La mayoría llegamos a este mundo solos y un ser humano nos acoge en su regazo, confirmándonos como su igual en especie. Hacemos comunidad, nos tendemos sobre un lecho y danzan las miradas curiosas alrededor para reconocer nuestro olor, nuestra morfología y asentir al unísono: sí, tú y yo somos de la misma sangre.

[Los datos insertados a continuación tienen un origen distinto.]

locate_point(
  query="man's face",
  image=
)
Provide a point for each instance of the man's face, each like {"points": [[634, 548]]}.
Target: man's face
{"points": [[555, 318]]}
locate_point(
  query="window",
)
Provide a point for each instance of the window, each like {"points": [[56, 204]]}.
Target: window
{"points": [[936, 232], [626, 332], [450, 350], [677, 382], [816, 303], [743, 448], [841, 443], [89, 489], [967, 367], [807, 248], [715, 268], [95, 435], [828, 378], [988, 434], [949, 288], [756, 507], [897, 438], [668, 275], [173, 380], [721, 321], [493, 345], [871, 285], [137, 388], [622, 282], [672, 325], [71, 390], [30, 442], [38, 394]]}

El dolor de separarnos de aquellos que nos hermanaron en carne y calor
nos activa el recuerdo de la solitud, nos vuelve al estado primigenio de la
unicidad. ¿Qué quiere el mundo de nosotros los humanos cuando nos obliga a
llegar solos, acostumbrarnos al otro y luego separar nuestros caminos? ¿Es esto
la burla del Dios de la que tanto hablan los que predican en el desierto? ¿Por
ello es que buscamos el calor como los perros?

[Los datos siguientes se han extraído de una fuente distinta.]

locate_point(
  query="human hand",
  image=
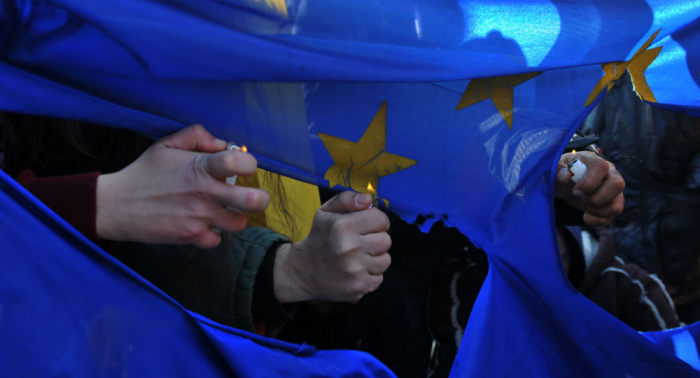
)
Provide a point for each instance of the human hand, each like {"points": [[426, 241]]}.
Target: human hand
{"points": [[175, 192], [343, 257], [598, 193]]}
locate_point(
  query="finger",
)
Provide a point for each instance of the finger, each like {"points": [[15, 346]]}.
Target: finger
{"points": [[368, 222], [373, 282], [228, 163], [563, 174], [596, 171], [239, 197], [592, 220], [193, 138], [611, 209], [375, 244], [378, 264], [228, 219], [208, 239], [347, 202]]}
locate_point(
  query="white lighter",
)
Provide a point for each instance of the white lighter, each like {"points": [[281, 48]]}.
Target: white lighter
{"points": [[375, 197], [578, 169], [232, 146]]}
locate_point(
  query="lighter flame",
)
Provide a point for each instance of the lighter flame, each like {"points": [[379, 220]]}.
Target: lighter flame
{"points": [[370, 188]]}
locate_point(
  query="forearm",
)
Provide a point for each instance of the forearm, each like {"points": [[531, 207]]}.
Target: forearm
{"points": [[71, 197]]}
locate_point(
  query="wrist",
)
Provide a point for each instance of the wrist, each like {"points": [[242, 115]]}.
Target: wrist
{"points": [[287, 280], [105, 224]]}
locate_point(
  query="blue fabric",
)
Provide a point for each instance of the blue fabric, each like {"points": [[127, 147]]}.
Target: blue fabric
{"points": [[67, 308], [301, 82]]}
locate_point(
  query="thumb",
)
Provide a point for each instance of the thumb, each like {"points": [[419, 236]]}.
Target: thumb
{"points": [[347, 202], [563, 174], [193, 138]]}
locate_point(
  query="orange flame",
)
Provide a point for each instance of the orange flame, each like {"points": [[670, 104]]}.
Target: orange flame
{"points": [[370, 188]]}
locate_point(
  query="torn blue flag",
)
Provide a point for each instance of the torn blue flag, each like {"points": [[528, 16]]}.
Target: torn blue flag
{"points": [[456, 110]]}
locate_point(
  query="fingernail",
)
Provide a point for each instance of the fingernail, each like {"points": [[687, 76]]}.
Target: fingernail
{"points": [[220, 143], [362, 200], [562, 174]]}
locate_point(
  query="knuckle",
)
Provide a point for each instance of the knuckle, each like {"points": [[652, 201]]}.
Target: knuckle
{"points": [[385, 241], [386, 262], [340, 227], [192, 232], [383, 221], [199, 210]]}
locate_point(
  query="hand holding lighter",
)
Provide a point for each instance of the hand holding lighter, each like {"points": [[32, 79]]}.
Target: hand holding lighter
{"points": [[578, 169], [229, 180], [375, 202]]}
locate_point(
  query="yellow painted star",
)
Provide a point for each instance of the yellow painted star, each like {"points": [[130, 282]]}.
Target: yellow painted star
{"points": [[357, 164], [636, 67], [278, 5], [498, 89]]}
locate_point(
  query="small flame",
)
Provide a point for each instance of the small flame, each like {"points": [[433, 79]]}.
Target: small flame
{"points": [[370, 188]]}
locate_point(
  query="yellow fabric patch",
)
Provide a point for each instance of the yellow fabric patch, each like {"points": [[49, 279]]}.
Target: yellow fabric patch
{"points": [[499, 89], [357, 164], [301, 200]]}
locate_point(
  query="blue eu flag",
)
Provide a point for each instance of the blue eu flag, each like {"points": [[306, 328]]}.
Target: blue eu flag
{"points": [[456, 110]]}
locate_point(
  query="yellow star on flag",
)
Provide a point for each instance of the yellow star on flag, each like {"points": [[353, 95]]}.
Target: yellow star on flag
{"points": [[365, 162], [278, 5], [498, 89], [636, 67]]}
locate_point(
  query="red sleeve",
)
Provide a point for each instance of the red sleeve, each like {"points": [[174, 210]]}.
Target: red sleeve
{"points": [[73, 198]]}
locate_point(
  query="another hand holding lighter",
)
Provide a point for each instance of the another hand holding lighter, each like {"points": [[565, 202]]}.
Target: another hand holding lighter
{"points": [[174, 193], [591, 184]]}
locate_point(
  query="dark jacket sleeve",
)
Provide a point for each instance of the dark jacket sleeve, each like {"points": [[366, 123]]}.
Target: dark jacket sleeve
{"points": [[219, 283], [626, 291], [73, 198]]}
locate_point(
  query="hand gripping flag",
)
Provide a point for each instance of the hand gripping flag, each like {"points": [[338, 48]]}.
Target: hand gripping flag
{"points": [[456, 110]]}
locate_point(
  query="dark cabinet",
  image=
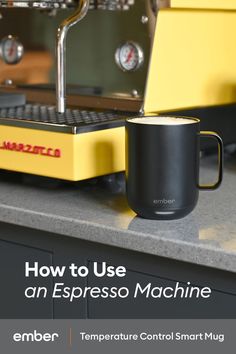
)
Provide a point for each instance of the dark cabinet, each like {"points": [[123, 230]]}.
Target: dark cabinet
{"points": [[19, 244]]}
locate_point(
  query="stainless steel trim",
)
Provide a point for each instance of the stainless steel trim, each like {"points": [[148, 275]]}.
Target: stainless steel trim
{"points": [[61, 53]]}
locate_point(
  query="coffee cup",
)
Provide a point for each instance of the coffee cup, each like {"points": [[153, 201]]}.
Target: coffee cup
{"points": [[162, 165]]}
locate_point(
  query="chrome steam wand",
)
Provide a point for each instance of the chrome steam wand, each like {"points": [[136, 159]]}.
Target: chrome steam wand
{"points": [[62, 31]]}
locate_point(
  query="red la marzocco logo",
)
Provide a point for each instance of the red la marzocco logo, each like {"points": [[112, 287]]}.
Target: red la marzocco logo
{"points": [[31, 149]]}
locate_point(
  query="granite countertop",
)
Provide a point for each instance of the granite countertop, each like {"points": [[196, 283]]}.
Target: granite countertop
{"points": [[98, 211]]}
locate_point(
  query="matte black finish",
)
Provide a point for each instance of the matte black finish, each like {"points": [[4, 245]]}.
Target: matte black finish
{"points": [[162, 168]]}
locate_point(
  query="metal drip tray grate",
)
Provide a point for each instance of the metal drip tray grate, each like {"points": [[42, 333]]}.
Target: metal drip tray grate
{"points": [[73, 120]]}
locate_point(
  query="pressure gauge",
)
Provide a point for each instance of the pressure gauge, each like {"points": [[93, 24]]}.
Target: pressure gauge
{"points": [[11, 50], [129, 56]]}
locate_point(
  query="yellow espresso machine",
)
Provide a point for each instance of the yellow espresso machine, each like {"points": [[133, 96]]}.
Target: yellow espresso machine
{"points": [[191, 67]]}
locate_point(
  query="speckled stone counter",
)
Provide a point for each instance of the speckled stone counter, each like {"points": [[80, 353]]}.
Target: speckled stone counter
{"points": [[96, 212]]}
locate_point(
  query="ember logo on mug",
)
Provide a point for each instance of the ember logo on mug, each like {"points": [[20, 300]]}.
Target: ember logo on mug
{"points": [[162, 159]]}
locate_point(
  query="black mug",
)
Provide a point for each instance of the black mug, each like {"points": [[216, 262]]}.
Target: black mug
{"points": [[162, 165]]}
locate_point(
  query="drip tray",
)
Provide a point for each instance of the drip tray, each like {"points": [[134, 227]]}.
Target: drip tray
{"points": [[74, 121]]}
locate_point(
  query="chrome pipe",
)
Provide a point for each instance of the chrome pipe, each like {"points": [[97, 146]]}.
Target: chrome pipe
{"points": [[62, 31]]}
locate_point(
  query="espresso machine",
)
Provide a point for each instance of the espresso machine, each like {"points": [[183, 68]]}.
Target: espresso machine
{"points": [[189, 69]]}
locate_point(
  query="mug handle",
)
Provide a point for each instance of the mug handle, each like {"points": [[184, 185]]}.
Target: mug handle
{"points": [[207, 134]]}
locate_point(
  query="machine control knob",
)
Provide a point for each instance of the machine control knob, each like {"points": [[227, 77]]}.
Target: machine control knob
{"points": [[11, 50]]}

Y la soledad se vuelve pronto amiga o condena. Admiro a los que han
luchado contra esa incompletitud y pasan su vida buscando a su tribu, a su otra
costilla o a su sombra. Admiro los resortes que los impulsan a sonreír con
confianza y juntar su corazón con el otro, recordando el pacto del nacimiento:
tú y yo somos de la misma sangre. Son gregarios y sus fantasías e ideas son
recibidas y compartidas en comunidad. Qué hermoso es que te reciban y te
escuchen, qué belleza es hacer común una idea.
Por mi parte, siempre navego sola. No acostumbro a ser parte de ningún
grupo ni a rendirme a credos ajenos. Ya no me enorgullece dicha soledad. Se que
estoy a la mitad de un viaje y que probablemente me hundiré en el océano sin
que alguien cante mis proezas. Una pirata sin tripulación, un cometa sin
alineación.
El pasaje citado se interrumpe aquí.